Kamerlid Kostić (PvdD):
De minister zegt geen reden te hebben om een fokbeperking in te zetten, terwijl de minister geen enkele controle heeft over de mest- en de stikstof- slash natuurcrisis. Er is dus reden om dit te doen. Dan is mijn concrete vraag als volgt. We weten allemaal dat er straks allemaal dieren vroegtijdig naar de slacht gaan als er niet wordt ingegrepen en er geen fokbeperkingen worden ingesteld. Is de minister bij dezen bereid om die verantwoordelijkheid te nemen? Dat is namelijk hoe het gaat eindigen. Als er geen fokbeperkingen worden ingesteld is het de schuld van deze minister dat er straks dieren vroegtijdig naar de slacht gaan.
Minister Wiersma:
Nogmaals, ik ben niet bereid om een fokbeperking in te stellen. Er ligt op dit moment ook een mestpakket dat ik aan uw Kamer heb aangeboden.
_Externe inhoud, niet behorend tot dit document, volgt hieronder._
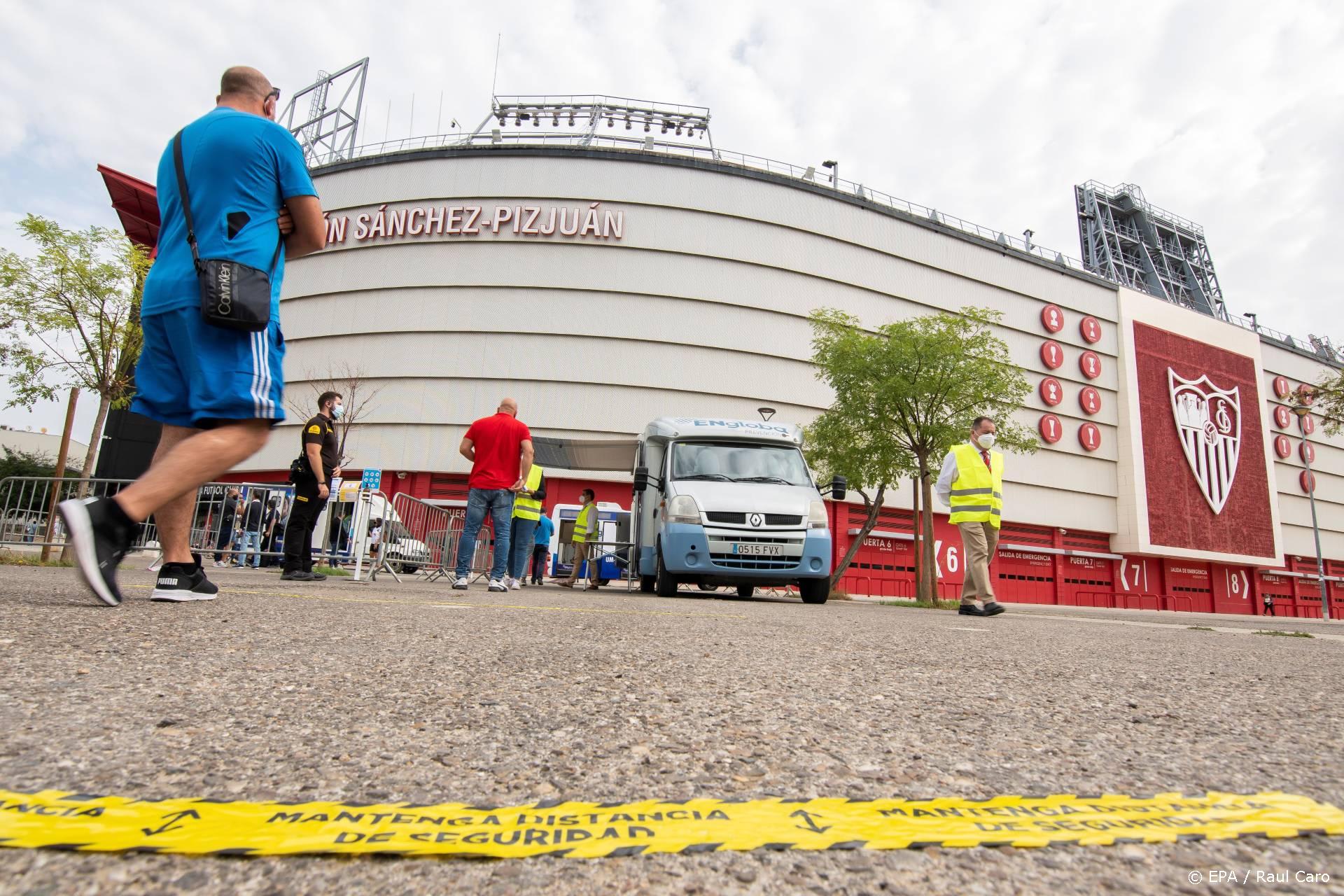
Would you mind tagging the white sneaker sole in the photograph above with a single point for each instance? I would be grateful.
(179, 597)
(80, 528)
Daarnaast zijn we volop in gesprek, ook in de EU, onder andere over RENURE, maar ook over een aantal andere zaken die in het regeerprogramma benoemd staan en waarmee we de ontstane mestsituatie gaan aanpakken. Voor deze maatregel zie ik op dit moment alleen geen onderbouwing. Ik ga daar dus niet mee instemmen.
De voorzitter:
Tot slot, kort.
Kamerlid Kostić (PvdD):
Ik kan alleen maar concluderen dat als er straks dieren vroegtijdig naar de slacht gaan, dat geheel aan deze minister heeft gelegen.
De voorzitter:
Vervolgt u uw betoog.
Minister Wiersma:
Mevrouw Vedder van het CDA had nog een vraag over de middelen. Inderdaad, over de middelen die voor vanaf 2026 op de begroting staan, gaan we nog volop met elkaar in gesprek. We zijn nu aan de slag met hoe die worden ingevuld. Voor wat betreft de begroting van 2025: dat staat in de begroting van 2025. Van de 40 miljoen aan aanvullende maatregelen die er voor 2025 in de financiële paragraaf bij komen, is het mestpakket, van 15 miljoen, een onderdeel. Daarover heb ik een uitgebreide brief naar de Kamer gestuurd. Over het overige ga ik graag met u in debat bij de begrotingsbehandelingen, die ook op korte termijn zullen plaatsvinden. In de 15 miljoen van de mestaanpak zit het voerspoor, de subsidieregeling voor mestverwerking, het versnellen van de vergunningverlening, export en de implementatie van RENURE.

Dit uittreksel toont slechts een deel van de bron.